Research

SESSION #5

Movement schools and body-shaping

Battle Electro Spear Tournament, Fin de battle, Paris, novembre 2017 © Timothée Lejolivet
Battle Electro Spear Tournament, Fin de battle, Paris, novembre 2017 © Timothée Lejolivet

30.09.23 — 10:30

CN D Pantin

10:30 – 35 min.
Dance schools as competitions: a (s)elective process?

by Carole Christe

When embarking on the pursuit of a dance career, one feels a strong sense of having a calling for the profession.
To enter any conservatory, one has to take an entrance exam; but once one is in, is the competition really over?

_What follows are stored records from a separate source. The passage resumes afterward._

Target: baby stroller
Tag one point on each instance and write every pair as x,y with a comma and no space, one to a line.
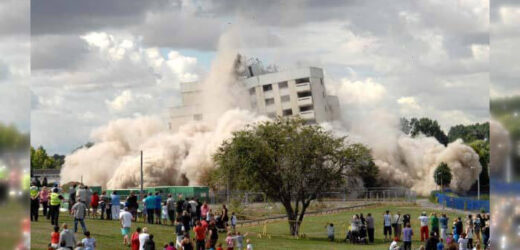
219,223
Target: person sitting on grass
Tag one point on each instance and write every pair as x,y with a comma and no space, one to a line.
89,243
330,231
55,238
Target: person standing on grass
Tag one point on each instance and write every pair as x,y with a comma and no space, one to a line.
35,202
79,210
424,226
126,223
149,244
143,237
398,225
135,239
44,200
116,205
233,221
200,236
89,243
68,237
170,204
55,206
443,222
179,232
94,203
434,221
387,225
440,245
150,207
158,206
72,196
370,227
407,237
55,237
330,231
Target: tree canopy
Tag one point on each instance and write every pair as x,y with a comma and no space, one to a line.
12,139
428,127
469,133
41,160
290,162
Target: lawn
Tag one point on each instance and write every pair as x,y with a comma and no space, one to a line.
108,235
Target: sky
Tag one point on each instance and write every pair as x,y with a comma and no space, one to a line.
15,64
95,61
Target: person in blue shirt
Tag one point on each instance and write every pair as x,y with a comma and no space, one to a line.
150,207
158,204
116,205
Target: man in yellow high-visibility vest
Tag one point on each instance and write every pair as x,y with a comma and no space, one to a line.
35,202
55,203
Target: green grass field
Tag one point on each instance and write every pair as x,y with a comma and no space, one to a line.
108,236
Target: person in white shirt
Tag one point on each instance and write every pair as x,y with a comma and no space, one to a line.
387,225
126,218
143,237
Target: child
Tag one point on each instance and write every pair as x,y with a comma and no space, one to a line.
89,243
233,221
330,231
164,213
55,238
170,246
249,245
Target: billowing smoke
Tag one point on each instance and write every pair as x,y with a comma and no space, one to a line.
182,157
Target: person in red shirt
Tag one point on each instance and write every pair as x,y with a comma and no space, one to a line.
135,239
200,236
94,203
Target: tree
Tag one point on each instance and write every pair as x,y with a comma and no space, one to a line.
428,127
442,175
41,160
289,161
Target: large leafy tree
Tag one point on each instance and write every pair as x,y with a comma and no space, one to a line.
428,127
442,175
469,133
11,139
41,160
290,162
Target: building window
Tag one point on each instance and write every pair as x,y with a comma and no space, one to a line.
305,108
302,80
304,94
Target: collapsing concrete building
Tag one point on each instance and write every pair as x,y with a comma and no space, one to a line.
270,92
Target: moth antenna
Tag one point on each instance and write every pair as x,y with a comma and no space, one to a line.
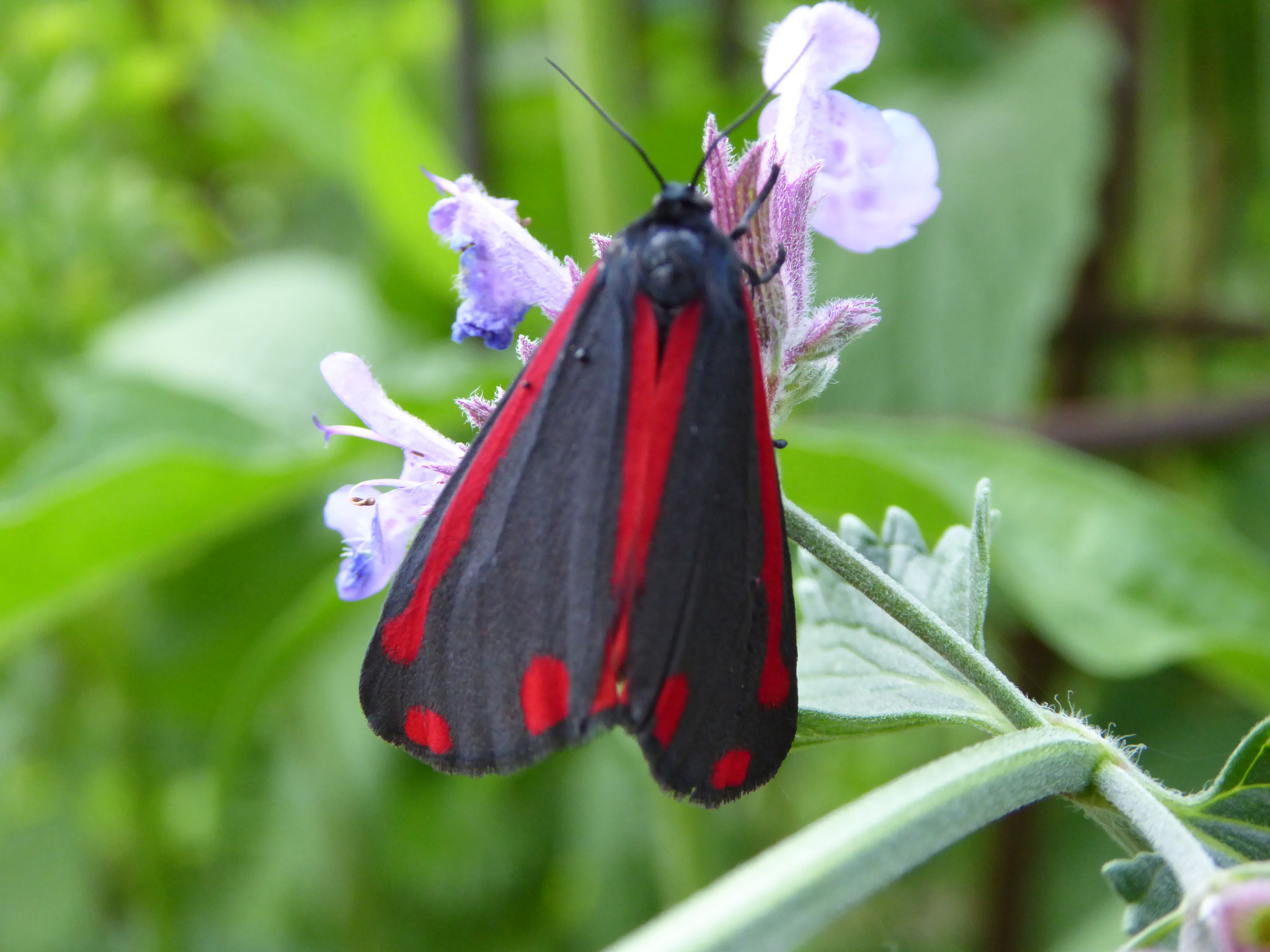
613,122
732,126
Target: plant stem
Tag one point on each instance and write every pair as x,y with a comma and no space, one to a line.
1157,824
790,891
884,592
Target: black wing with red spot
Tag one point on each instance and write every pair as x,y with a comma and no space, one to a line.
610,551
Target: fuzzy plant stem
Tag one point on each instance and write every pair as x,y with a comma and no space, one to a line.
1157,824
884,592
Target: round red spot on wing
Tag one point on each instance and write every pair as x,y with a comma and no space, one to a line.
545,694
427,729
730,770
670,708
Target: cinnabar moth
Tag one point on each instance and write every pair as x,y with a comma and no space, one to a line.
611,550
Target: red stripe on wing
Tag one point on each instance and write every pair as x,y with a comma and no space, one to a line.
653,405
403,635
774,683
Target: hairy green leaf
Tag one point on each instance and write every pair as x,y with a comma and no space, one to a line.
859,669
784,895
1117,574
1231,819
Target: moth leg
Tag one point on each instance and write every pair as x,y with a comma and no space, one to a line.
757,280
744,225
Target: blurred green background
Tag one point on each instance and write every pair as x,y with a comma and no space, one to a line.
201,198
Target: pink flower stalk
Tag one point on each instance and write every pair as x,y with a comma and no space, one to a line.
799,345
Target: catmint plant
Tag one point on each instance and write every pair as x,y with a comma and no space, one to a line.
892,632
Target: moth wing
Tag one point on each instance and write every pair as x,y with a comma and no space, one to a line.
491,640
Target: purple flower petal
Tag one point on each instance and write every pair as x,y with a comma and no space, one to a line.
878,168
351,380
843,41
376,535
869,206
502,270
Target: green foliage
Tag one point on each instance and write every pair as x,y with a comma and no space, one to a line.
859,669
201,198
1231,819
793,890
1117,574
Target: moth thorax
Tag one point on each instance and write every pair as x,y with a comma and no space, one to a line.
671,262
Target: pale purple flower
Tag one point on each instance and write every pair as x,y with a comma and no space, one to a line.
878,169
799,346
378,526
504,271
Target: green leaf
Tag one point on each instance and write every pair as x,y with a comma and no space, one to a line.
134,475
1231,819
1147,885
970,302
1121,576
251,337
859,669
786,894
1232,816
393,143
191,419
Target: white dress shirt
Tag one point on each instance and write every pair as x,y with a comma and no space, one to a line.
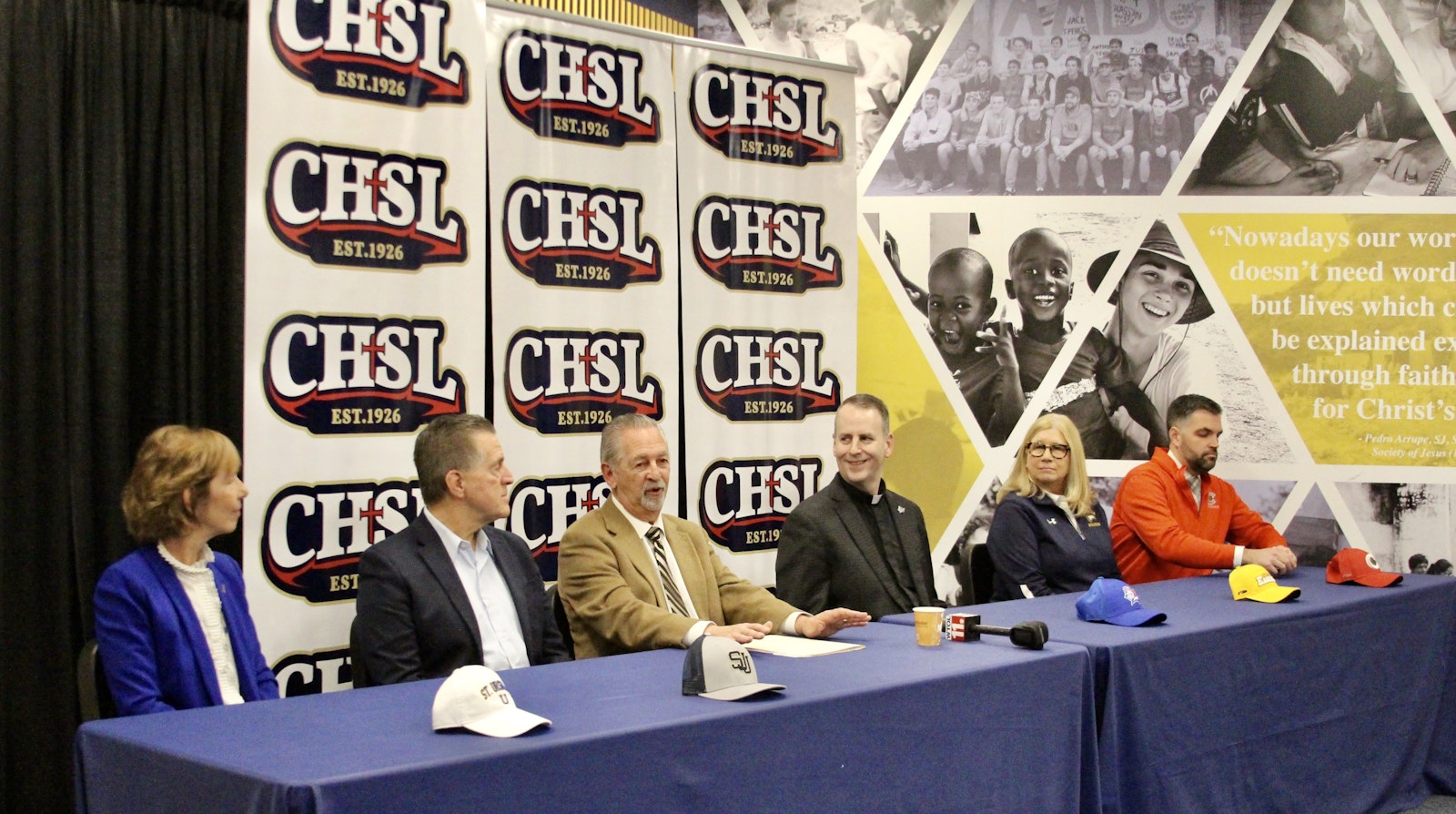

In this paper based on ethnographic studies conducted in a francophone Swiss professional contemporary dance school, I want to show how dance training is competitive and intrinsically (s)elective. Although it doesn’t feature in the curriculum, students learn modes of being there, which proves to be a strong socializing element. This mode of being shapes the daily life of pre-professional dancers and it carries paradoxical injunctions in relation to the world of sports – in the way dancers manage their bodies, but also in the way the effects of constant competition are constantly displaced. For this paper, I’ll rely on a documentary film featuring interviews conducted with a student of that school.

11:05 – 35 min.
“School of life”. Incorporating competition in hip-hop dance graduate curricula: the case of young upper-middle class women

by Marco Mary

How is competition incorporated? How does a training program in hip-hop dance teach students a culture that promotes competing and winning? How does the institution contribute to transforming dancers into “competing champions” ready to win international battles and get selected after tough auditions? Through a sociological and ethnological study led in a hip-hop school, this paper studies how the institution shapes students to become competitors. The various competitions (battles, end-of-the-year exams, auditions, dance competitions) structure dancers’ daily lives. Analyzing the school context and the institutional framework highlights the way in which the training programs teach young middle-to-upper-class women to earn their place in this logic of performance.